Si un día compartimos con alguien el momento de la salida del sol sin duda coincidiremos en que el sol está efectivamente saliendo, en que es rojo y redondo y en que sigue un movimiento ascendente.
Si la misma escena la evocamos posteriormente, e intentamos hacer una descripción detallada de los colores del horizonte, de la duración del tránsito del rojo al blanco deslumbrante, del aire que soplaba, la temperatura que hacía, los olores de la mañana, etc., es muy posible que las descripciones, sobre todo cuanto más detalladas sean, no coincidan plenamente, o que con relación a algún aspecto sean incluso contradictorias.
Nuestros sentidos son sólo relativamente fiables, y además las informaciones presuntamente objetivas que nos proporcionan se concretan en nuestra mente condicionadas por el historial emocional de cada cual, lo que todavía complica más el intento de llegar a una coincidencia absoluta acerca de un hecho determinado. Todos estamos sujetos a estas limitaciones, también las personas presuntamente más racionales, emocionalmente equilibradas, observadoras y objetivas.
La percepción de la realidad no es uniforme. En tanto que construcción que realiza la mente a partir de la información captada por los distintos sentidos, en cada uno de nosotros se concreta de formas distintas, parecidas pero no del todo coincidentes. No obstante, a pesar de todas estas limitaciones, en general somos capaces de llegar a consensos y compartir con la gente que nos rodea conceptos, ideas, visiones del mundo en el que vivimos. Por un lado tenemos unas limitaciones perceptivas y por otro la capacidad de relativizarlas. Así, nuestras limitaciones no nos impiden organizar sociedades complejas, con sus múltiples relaciones personales y colectivas, tejidas a base de distintas expectativas, actos, normas, compromisos... Y cuando surgen discrepancias, disponemos de distintos niveles y estrategias de resolución de conflictos, que en los casos más severos se dirimen en el ámbito judicial.

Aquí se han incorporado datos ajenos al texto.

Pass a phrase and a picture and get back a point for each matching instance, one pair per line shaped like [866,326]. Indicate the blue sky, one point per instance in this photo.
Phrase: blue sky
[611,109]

Toda esta larga exposición viene motivada por la necesidad de poner de manifiesto el peligro que representa para cualquier proyecto de convivencia no albergar la más mínima duda acerca de las propias opiniones o percepciones de la realidad. Cuando esta postura es mayoritaria entre los miembros de una sociedad, se hace muy difícil la convivencia, ya que esta seguridad impide reconocer tanto las limitaciones de los propios juicios y apreciaciones como la parte de verdad y razón de los juicios ajenos.
Tener la absoluta seguridad de algo es racionalmente poco sensato y estratégicamente poco constructivo. Opinar sin dudar, además de poco inteligente, es una medida infalible para dinamitar cualquier relación de convivencia, ya sea personal, grupal o entre naciones.